Relatively quickly we found the cause for the high latencies: Power saving settings. We switched the Power Regulator Mode in the BIOS to “HP Static High Performance mode” and to “High Performance” in ESXi. The setting in ESXi only works if the power management is set to “OS Control mode”. If you set the BIOS to “HP Static High Performance mode”, then the power management setting in ESXi is without function (thanks to Frank Buechsel for the hint). There is a Support Center article from HP which describes this issue. The article also references to VMware KB1018206. After changing the settings, the latencies were gone, the %RDY lower and the response time were slightly better. Disabling the power management settings was missed during the hardware setup.

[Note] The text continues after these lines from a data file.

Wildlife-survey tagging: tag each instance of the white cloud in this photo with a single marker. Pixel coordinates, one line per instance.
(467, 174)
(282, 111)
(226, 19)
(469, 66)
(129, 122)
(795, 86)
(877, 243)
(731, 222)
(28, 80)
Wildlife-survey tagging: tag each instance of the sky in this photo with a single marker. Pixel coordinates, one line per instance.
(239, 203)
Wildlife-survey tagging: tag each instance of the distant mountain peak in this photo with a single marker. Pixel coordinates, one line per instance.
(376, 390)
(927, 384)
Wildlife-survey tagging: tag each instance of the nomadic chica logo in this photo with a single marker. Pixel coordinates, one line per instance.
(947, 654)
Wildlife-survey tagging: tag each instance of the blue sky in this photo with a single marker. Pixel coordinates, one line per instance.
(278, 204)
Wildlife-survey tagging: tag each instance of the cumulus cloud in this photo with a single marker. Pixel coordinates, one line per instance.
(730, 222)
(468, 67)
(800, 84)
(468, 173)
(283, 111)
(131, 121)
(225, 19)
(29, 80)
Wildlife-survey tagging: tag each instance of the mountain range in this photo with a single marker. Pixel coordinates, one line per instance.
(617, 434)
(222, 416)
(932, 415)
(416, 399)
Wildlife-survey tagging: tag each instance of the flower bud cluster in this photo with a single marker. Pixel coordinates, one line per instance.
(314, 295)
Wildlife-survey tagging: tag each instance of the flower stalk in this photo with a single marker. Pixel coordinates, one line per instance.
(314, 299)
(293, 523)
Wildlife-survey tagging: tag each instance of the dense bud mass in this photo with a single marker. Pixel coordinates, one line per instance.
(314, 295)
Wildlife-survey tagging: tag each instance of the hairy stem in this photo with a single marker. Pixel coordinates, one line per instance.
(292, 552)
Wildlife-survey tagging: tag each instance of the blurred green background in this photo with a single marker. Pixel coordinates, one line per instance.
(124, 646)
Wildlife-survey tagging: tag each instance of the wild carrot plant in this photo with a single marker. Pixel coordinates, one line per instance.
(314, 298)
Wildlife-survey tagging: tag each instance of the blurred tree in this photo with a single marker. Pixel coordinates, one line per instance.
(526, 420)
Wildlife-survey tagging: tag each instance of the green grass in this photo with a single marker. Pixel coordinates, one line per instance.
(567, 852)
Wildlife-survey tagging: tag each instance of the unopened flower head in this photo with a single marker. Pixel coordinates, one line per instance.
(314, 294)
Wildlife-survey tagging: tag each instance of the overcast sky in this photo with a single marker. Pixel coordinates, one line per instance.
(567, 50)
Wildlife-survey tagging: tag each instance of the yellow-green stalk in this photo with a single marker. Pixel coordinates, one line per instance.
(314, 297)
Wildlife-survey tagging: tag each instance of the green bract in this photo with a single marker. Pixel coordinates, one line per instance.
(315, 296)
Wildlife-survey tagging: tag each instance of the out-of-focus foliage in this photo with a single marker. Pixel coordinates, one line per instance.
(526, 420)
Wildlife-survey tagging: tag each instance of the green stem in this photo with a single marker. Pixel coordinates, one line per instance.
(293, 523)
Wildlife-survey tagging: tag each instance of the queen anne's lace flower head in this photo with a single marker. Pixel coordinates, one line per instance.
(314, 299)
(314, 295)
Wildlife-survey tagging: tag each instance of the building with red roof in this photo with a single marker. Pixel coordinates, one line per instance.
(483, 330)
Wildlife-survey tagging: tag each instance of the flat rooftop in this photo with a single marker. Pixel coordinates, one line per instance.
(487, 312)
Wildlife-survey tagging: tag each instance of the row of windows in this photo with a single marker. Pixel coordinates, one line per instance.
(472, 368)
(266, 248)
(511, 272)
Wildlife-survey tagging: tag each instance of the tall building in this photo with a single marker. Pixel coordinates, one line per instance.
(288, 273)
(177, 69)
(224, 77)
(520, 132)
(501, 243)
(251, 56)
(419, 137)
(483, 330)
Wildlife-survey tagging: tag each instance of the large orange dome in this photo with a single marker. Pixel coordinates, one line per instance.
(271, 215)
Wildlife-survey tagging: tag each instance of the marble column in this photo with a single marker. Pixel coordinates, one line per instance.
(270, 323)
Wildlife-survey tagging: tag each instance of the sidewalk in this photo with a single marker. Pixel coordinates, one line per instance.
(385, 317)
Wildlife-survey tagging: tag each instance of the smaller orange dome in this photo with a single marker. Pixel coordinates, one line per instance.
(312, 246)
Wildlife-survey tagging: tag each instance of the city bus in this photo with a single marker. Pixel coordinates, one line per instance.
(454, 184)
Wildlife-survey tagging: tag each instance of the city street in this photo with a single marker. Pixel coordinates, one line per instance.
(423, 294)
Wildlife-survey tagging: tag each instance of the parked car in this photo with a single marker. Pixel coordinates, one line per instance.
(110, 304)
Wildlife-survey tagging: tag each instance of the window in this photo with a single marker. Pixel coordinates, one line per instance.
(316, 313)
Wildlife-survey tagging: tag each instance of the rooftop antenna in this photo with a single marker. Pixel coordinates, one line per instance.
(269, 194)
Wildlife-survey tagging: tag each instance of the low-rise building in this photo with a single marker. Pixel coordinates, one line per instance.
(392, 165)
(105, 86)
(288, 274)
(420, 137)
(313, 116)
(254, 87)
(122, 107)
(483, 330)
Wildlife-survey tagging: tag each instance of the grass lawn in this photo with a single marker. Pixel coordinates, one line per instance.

The customer and I did some additional tests. We switched the VMs from 6 to 4 vCPUs. This dramatically reduced the %RDY times, but the response time for the users were slightly increased. Then we switched to 8 vCPUs (2 Sockets with 4 Cores). This improved the response time, the %RDY times were still lower compared to the 6 vCPUs setup, but the batch jobs weren’t faster. In fact: The nightly batch jobs benefit from a high clock rate (single thread performance). This was confirmed by the software company that developed the ERP software my customer is running. They also confirmed that parts of the application logic were run in the database. Parts of the ERP software are written in VB6, which has also influence the scalability of the software. The MS SQL Server itself profits from multiple cores. It is a little odd, since the ERP software loads an incredible amount of work on the database server. But hey: I’m not a developer. Tasks like SSIS packages or direct SQL queries are incredibly fast, unfortunately we (currently) can’t see the performance boost in the ERP software. At the end it’s more an architectural problem with the ERP software, than undersized hardware.
It’s useful to look at the performance requirements in more detail and to talk to the developers, in order to understand the requirements of a particular software. It is important to know whether an application is single-threaded, or whether it benefits from multiple cores. In the worst case, the power dissipated in the application. Because of these requirements, you can then select the appropriate CPUs. Size your virtual machines so they align with physical NUMA boundaries. In my case a VM with 6 vCPUs was moved to pCPUs with 4 Cores per Socket. That wasn’t optimal. The “Performance Best Practices for VMware vSphere 5.5” whitepaper is a good read. If you have to deal with latency-sensitive workloads take a look into the “Best Practices for Performance Tuning of Latency-Sensitive Workloads in vSphere VMs” whitepaper. At the end it’s a question of the budget, whether you can go for more cores, more MHz or both.